[Beowulf] Nvidia's quantum leap in 28 nm

Sun Mar 25 11:47:00 PDT 2012

It's been some year or 12 that a genius visited me. His expertise  
being the same like Einsteins,
  it's not much of a question what his research topics were.

Though not deep into computer hardware he told me that for massive  
computing, just above the 1Ghz
border would prove to be a big barrier as electrons basically move at  
around 1/3 of the lightspeed, which
translates to 1.3Ghz in metals like aluminium. At copper so he said  
that barrier might be a tad higher
than aluminium, yet even then the power needed for such speeds would  
prove to be massive.

At that moment intel's marketing department shouted out loud their  
P4's would clock 10Ghz by 2010.

Well the P4 never got there and we got into the megacore count game  
for HPC.

AMD
Now AMD needs 4 PE's for doing double precision, so their core count  
of 1536 actually wasn't more than the 5000 series
with 1600. Their new 7970 gpu with 2048 pe's has the double precision  
equivalent in core count of 512 compute cores.

Actually the 7970 mostly profits from a 100Mhz higher frequency with  
some boosting to 1Ghz at some overclocked cards,
it gets impressive game scores. As for gpgpu of course, moving from  
1536 cores to 2048 is an interesting improvement,
yet far away from a doubling. The 7970 is said to have around 4.31B  
transistors
(see http://www.anandtech.com/show/5261/amd-radeon-hd-7970-review )

NVIDIA FERMI
Fermi, nvidia's 40 nm gpu which currently gets used in HPC, it has 3  
bilion transistors.
Here at home i have a few 2075 Tesla's with 448 cores producing a tad  
more than 0.5 Tflop
which was its a big improvement over the previous generation.

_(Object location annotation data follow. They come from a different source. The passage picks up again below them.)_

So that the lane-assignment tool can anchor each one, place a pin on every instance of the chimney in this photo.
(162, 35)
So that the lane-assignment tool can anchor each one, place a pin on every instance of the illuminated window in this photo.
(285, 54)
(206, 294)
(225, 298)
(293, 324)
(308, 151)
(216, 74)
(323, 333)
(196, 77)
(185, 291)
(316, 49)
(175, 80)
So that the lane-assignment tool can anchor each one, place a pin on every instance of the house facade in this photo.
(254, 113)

The Nvidia Fermi on the other hand in the form of the GTX 560 clocks  
1.644Ghz and the 580 clocks 1.544Ghz.
For gpgpu this is on the risky side as getting far over that 1Ghz  
seems to be a problem. The tesla's therefore are clocked
safely 1.15Ghz

NVIDIA KEPLER 2012
The new kid on the block from Nvidia is the Kepler. It's in the 28 nm  
proces technology, just like AMD's 7970.
Now i'm not gonna redo a review for games, there is great sites for  
that.

http://www.anandtech.com/show/5699/nvidia-geforce-gtx-680-review/1

Over here we are interested in the implications for the beowulf  
systems of course, i read that as HPC implications.
Let's look to facts and then speculate what that means for HPC:

I'm still trying to full understand the differences, yet it seems as  
if nvidia clocked back to 1Ghz the cores. That should make
it easier to release a gpu for gpgpu as well. In the meantime core  
count went up to 1536.

The chip itself has 3.5 billion transistors. Just 500M more than  
Fermi, meanwhile at a factor 2.04 smaller proces,
that means it will consume less juice and a lot less juice.  
Benchmarks at anandtech confirm this.

Now that's a MASSIVE quantumleap. Basically factor 3 the number of  
cores available to HPC.

Additional to that the memory is 256 bits wide, versus 384 bits for  
Fermi. This should make it easier to release 2 gpu's on a single card.
Whether nvidia has those plans for gpgpu tesla's we can only  
speculate about, as the chip eats less juice, it sure fits this time  
within the
power envelope. So where the gamer kids with sureness can expect a  
690 gpu, for HPC we of course cheer if nvidia manages to
improve to 1.5 - 1.7 Tflop for their new gpu, with the option to move  
to 3 - 3.4 Tflop double precision for a 2 gpu Tesla card.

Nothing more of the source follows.